Tutorial: Pingdom Map Mashup November 22, 2013

The folks at Pingdom created a live map of Internet downtime. The map charts Pingdom's customers' servers that are down in the past hour. The web page connects to a data feed using a web socket. As new server information comes in, the server blinks on the map.



We think this is a very neat idea, and decided to make the map more interactive by injecting a Google Map on the page. The map will intercept Pingdom's live data and place markers accordingly.

First, drag this to your Bookmark bar:

Pingdom Map

Then open https://www.pingdom.com/livemap/ in a separate tab.

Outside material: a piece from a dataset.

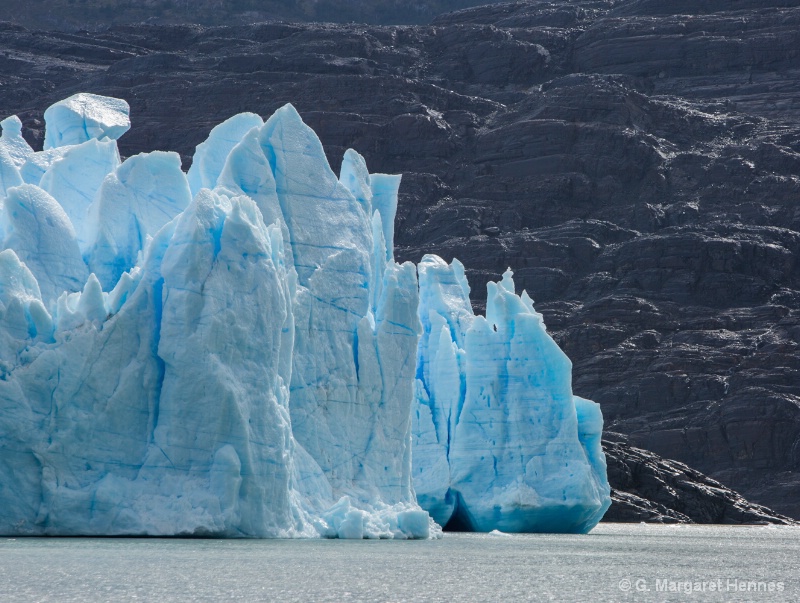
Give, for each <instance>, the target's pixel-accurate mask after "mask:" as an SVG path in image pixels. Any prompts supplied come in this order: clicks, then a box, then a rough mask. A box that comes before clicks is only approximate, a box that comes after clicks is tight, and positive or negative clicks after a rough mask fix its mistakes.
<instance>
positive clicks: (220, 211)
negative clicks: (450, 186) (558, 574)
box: [0, 94, 609, 538]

Click on "Pingdom Map" in your bookmark bar, and enjoy the show:



Why did we do this? For one, we'd like to be able to zoom in and watch the server downtime in a specific area. Also we can't pass the opportunity to demonstrate some injection techniques using plain JavaScript. The steps are incredibly simple, thanks to Pingdom's well structured code.

Most modern browsers have built-in developer tools. In addition, there's Firebug for Firefox. Now let's load the Pingdom website and fire up a JavaScript console. We'll then enter the following snippets and see how they interact with the page:

Creating a Map View Container

var map = document.createElement('div');
map.style.width='800px';
map.style.height='400px';
map.style.position='absolute';
map.style.top='10px';
map.style.left='20px';
map.style.backgroundColor='#dedede';
document.body.appendChild(map);
document.mapview=map;


Dynamically Loading Google Maps v3

We can create a script block in the document header and load the Google Maps library:

var src=document.createElement('script');
src.setAttribute('src',
    'https://maps.googleapis.com/maps/api/js?v=3.exp&sensor=false');
document.body.appendChild(src);

Note the above code does not properly bootstrap the Google Maps API. We'll need to pass in a callback function:

initmap=function(){
  alert('Hello');
}

var src=document.createElement('script');
src.setAttribute('src',
    'https://maps.googleapis.com/maps/api/js?v=3.exp&sensor=false&callback=initmap');
document.body.appendChild(src);

We can see, that upon script block injection, the callback function is invoked. We can now combine the first two steps and load the Google Map in the dynamically created map view. Reload the Pingdom page, so that we have a fresh start:

initmap=function(){
  var map=document.createElement('div');
  map.style.width='800px';
  map.style.height='400px';
  map.style.position='absolute';
  map.style.top='10px';
  map.style.left='20px';
  map.style.backgroundColor='#dedede';
  document.body.appendChild(map);
  document.mapview=map;

  document.map=new google.maps.Map(document.mapview,
    {zoom:2,
    center:new google.maps.LatLng(44,-79),
    mapTypeId:google.maps.MapTypeId.ROADMAP,
    mapTypeControl:false});

}

var src=document.createElement('script');
src.setAttribute('src',
    'https://maps.googleapis.com/maps/api/js?v=3.exp&sensor=false&callback=initmap');
document.body.appendChild(src);


Intercepting Pingdom Data

Our initial approach was to create a separate webpage and connect to Pingdom's data source. Upon closer examination of their code, we found the function that's responsible for plotting dots on the map - Pingdom.map.addDot. Since JavaScript treats functions just like any other variables, we can rewrite this function while keeping its signature:

Pingdom.map.addDot=function(coords,args){
  var y=coords[0]; var x=coords[1];
  var marker=new google.maps.Marker({
    position:new google.maps.LatLng(x,y),
    map:document.map});
}


We can refine this map by expiring the map markers:

Pingdom.map.addDot=function(coords,args){
  var y=coords[0]; var x=coords[1];
  var marker=new google.maps.Marker({
    position:new google.maps.LatLng(x,y),
    map:document.map});

  var timeout=args.ttl;
  if (!timeout) timeout=1000;

  setTimeout(function(){
    marker.setMap(null);
  },timeout);

}


That's it. Simple and fun. Our tutorial ends here, but your exploration doesn't have to. Keep playing with the code and see what you can come up with!